Dati frutto, secondo gli esperti, di un “accesso alle cure più adeguate migliorato rispetto al passato”, di “una ricerca continua” e di “migliori pratiche di condivisione tra i centri”.

Se almeno per i primi tre decenni dopo la scoperta della malattia da parte del pediatra statunitense Thomas Benton Cooley la prospettiva di vita per i pazienti era limitata all’infanzia, nell’arco di mezzo secolo sono stati compiuti diversi progressi grazie ai quali è stato possibile raggiungere i risultati riportati nel lavoro.

Tra questi, in primis, il progressivo incremento degli standard di sicurezza delle trasfusioni. A seguire, la scoperta della necessità di trattare i talassemici anche con una terapia chelante (in grado di ridurre il rischio di andare incontro a danni a carico di diversi organi provocati dal ferro) e l’opportunità di trattare i casi più complessi ricorrendo al trapianto di staminali emopoietiche diffusasi a partire dagli anni ‘80.

Opportunità che hanno contribuito a determinare un aumento della sopravvivenza, oltre che della qualità della vita dei malati.

Si attende l’arrivo della terapia genica

Le speranze future sono adesso riposte sulla terapia genica, che potendo offrire la speranza di una guarigione definitiva (preservando così i talassemici dal rischio di sviluppare trombosi, infezioni, malattie epatiche e tumori) si accinge a rappresentare la soluzione che i talassemici aspettano da un secolo.
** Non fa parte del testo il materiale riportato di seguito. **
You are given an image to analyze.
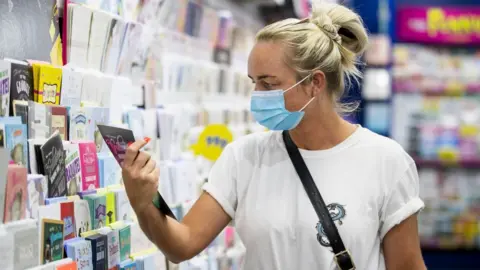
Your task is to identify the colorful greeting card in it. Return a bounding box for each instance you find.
[3,165,27,223]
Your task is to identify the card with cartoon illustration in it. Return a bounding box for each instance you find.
[40,132,67,198]
[3,165,27,223]
[98,125,135,166]
[63,142,82,196]
[73,200,92,236]
[40,219,64,264]
[5,124,28,168]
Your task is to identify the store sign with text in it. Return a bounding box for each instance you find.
[397,6,480,45]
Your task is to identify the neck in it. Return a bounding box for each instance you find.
[290,110,357,150]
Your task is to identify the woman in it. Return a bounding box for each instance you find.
[123,4,425,270]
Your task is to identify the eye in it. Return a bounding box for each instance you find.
[262,81,273,89]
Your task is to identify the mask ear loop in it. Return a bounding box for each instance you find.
[283,75,311,94]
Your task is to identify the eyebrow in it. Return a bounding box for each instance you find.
[248,75,276,80]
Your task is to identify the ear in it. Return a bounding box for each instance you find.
[312,70,327,97]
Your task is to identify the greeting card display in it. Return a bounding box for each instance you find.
[78,142,100,191]
[40,219,63,264]
[60,202,77,240]
[5,124,28,168]
[74,200,92,236]
[40,133,67,198]
[63,143,82,196]
[0,60,11,117]
[3,165,27,223]
[27,174,48,219]
[98,125,135,166]
[13,226,39,269]
[98,125,176,219]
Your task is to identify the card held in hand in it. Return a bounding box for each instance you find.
[97,125,176,219]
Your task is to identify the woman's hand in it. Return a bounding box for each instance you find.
[122,139,160,212]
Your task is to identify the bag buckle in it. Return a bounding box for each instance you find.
[333,250,356,270]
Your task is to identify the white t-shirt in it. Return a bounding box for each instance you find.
[204,127,424,270]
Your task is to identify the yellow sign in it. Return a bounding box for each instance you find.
[427,8,480,37]
[192,124,233,161]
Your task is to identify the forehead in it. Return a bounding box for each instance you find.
[248,41,289,76]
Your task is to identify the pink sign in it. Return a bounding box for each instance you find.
[397,7,480,45]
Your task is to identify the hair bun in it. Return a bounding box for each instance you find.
[311,0,368,55]
[310,14,342,44]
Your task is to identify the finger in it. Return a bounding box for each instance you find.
[132,151,150,171]
[149,167,160,188]
[123,140,148,167]
[142,158,157,174]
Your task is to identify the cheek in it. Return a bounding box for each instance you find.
[284,89,305,112]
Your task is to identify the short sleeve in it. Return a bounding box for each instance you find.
[203,145,237,219]
[380,161,425,240]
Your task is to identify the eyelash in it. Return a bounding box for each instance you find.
[262,82,273,89]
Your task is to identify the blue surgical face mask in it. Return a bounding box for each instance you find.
[250,76,315,130]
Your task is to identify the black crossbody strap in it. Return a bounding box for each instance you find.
[282,131,355,270]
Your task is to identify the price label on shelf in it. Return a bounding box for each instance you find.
[460,125,479,137]
[438,147,459,164]
[445,81,466,96]
[192,124,233,161]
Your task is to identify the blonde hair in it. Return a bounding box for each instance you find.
[256,1,368,113]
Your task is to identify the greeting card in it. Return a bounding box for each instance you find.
[27,174,48,219]
[63,142,82,196]
[40,133,67,198]
[78,142,100,190]
[40,219,63,264]
[73,200,92,236]
[3,165,27,223]
[69,106,88,141]
[5,124,28,168]
[98,125,135,165]
[60,202,77,240]
[0,60,11,117]
[83,194,106,229]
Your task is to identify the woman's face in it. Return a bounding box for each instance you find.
[248,41,313,112]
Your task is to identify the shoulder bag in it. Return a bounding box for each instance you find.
[282,131,355,270]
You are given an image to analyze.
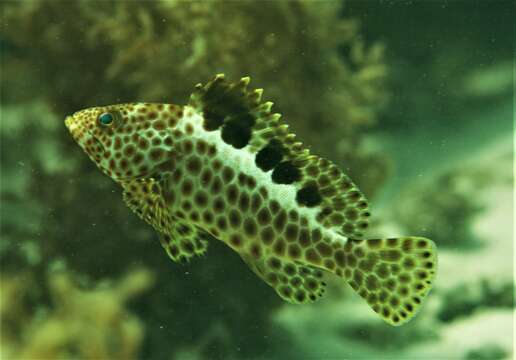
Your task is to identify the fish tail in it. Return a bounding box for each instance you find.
[333,237,437,326]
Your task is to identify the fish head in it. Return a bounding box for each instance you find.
[65,103,178,181]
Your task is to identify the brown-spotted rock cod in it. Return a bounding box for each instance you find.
[65,75,437,325]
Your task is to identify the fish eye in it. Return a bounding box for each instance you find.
[97,112,115,126]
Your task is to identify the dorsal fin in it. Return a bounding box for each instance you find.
[189,74,370,238]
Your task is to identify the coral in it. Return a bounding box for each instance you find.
[0,269,153,359]
[437,279,514,322]
[465,345,510,360]
[394,169,484,248]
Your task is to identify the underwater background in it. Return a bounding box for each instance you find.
[0,0,516,360]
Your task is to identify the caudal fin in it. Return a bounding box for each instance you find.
[336,237,437,326]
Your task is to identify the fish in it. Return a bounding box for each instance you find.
[65,74,437,326]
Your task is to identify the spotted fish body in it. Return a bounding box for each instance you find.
[65,75,437,325]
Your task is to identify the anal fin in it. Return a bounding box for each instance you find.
[159,221,210,263]
[242,255,326,304]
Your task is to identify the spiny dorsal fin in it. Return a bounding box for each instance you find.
[189,74,370,238]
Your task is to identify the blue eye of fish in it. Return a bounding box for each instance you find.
[98,113,115,126]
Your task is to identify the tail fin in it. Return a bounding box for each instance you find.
[335,237,437,326]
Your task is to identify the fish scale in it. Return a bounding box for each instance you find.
[65,75,437,325]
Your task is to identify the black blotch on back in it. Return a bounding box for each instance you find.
[202,81,255,139]
[204,109,224,131]
[255,140,285,171]
[272,161,301,184]
[296,185,322,207]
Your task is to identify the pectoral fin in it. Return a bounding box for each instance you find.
[241,255,326,304]
[122,178,174,233]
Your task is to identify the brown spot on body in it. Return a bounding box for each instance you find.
[256,208,271,226]
[305,249,321,265]
[260,226,274,245]
[244,218,256,236]
[273,209,287,232]
[285,224,299,242]
[316,242,332,257]
[186,156,202,175]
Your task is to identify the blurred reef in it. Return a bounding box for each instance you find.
[0,0,514,360]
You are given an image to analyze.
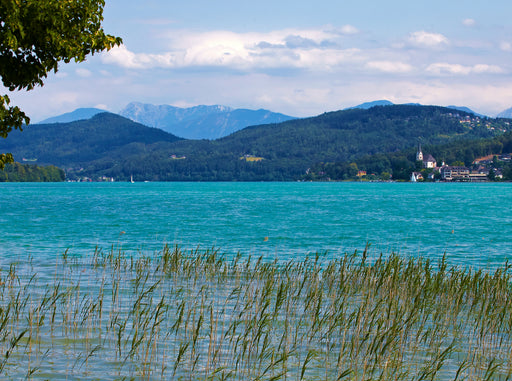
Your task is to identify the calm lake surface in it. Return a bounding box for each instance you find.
[0,183,512,268]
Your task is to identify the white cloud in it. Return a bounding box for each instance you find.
[366,61,413,74]
[426,62,503,75]
[341,25,359,34]
[462,19,476,27]
[75,68,92,78]
[408,30,449,48]
[102,25,361,70]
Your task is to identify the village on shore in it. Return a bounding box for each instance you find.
[411,145,511,182]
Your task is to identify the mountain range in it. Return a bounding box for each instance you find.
[38,102,295,139]
[8,105,510,181]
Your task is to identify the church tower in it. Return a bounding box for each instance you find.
[416,143,423,161]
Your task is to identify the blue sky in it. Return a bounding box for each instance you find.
[4,0,512,122]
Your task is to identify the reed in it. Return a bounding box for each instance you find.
[0,245,512,381]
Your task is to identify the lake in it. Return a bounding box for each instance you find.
[0,182,512,268]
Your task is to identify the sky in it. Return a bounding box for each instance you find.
[4,0,512,122]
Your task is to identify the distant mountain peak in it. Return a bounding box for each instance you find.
[120,102,295,139]
[37,108,106,124]
[345,99,394,110]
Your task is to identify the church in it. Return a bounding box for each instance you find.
[416,144,437,169]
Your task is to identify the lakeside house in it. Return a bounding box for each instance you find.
[411,144,492,182]
[416,144,437,168]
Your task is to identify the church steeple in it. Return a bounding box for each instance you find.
[416,143,423,161]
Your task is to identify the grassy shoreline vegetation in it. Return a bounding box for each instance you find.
[0,246,512,380]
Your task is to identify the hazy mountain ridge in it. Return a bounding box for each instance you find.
[120,102,295,139]
[37,108,105,124]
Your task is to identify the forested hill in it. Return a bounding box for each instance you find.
[0,105,510,181]
[0,113,180,167]
[218,105,501,161]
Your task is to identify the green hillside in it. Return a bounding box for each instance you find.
[0,113,180,167]
[0,105,509,181]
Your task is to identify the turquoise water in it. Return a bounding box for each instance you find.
[0,183,512,267]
La prospettiva della terapia genica nella cura della β-talassemia ha origine anche nel nostro Paese. È all’Ospedale pediatrico Bambin Gesù di Roma che è stato infatti arruolato un terzo dei pazienti coinvolti nella sperimentazione clinica di una delle terapie geniche rivelatesi in grado di correggere il difetto alla base della malattia genetica.

L’idea che vi è alla base è semplice: ingegnerizzare le cellule staminali emopoietiche trasferendo al loro interno una copia corretta del gene della β-globina (attraverso un retrovirus usato come vettore o mediante la tecnologia Crispr/Cas9). Processo che avviene ex-vivo, prima delle reinfusione delle staminali ingegnerizzate nel torrente circolatorio del paziente.

Cure avanzate e sostenibilità economica: un rebus ancora da sciogliere

La terapia genica si candida dunque a diventare il terzo pilastro del trattamento della β-talassemia. Ma anche quello risolutivo, se si considerano i limiti delle periodiche trasfusioni di sangue e del trapianto di midollo da donatore compatibile. Oltre ai rischi non indifferenti soprattutto se si va incontro al trapianto dopo l’adolescenza.

Rimane però un nodo: quello rappresentato dalla sostenibilità economica di queste terapie. Al momento il trattamento è ritenuto indicato all’incirca per un migliaio di nostri connazionali, che di fatto però non possono ancora accedervi (se non all’interno di studi clinici).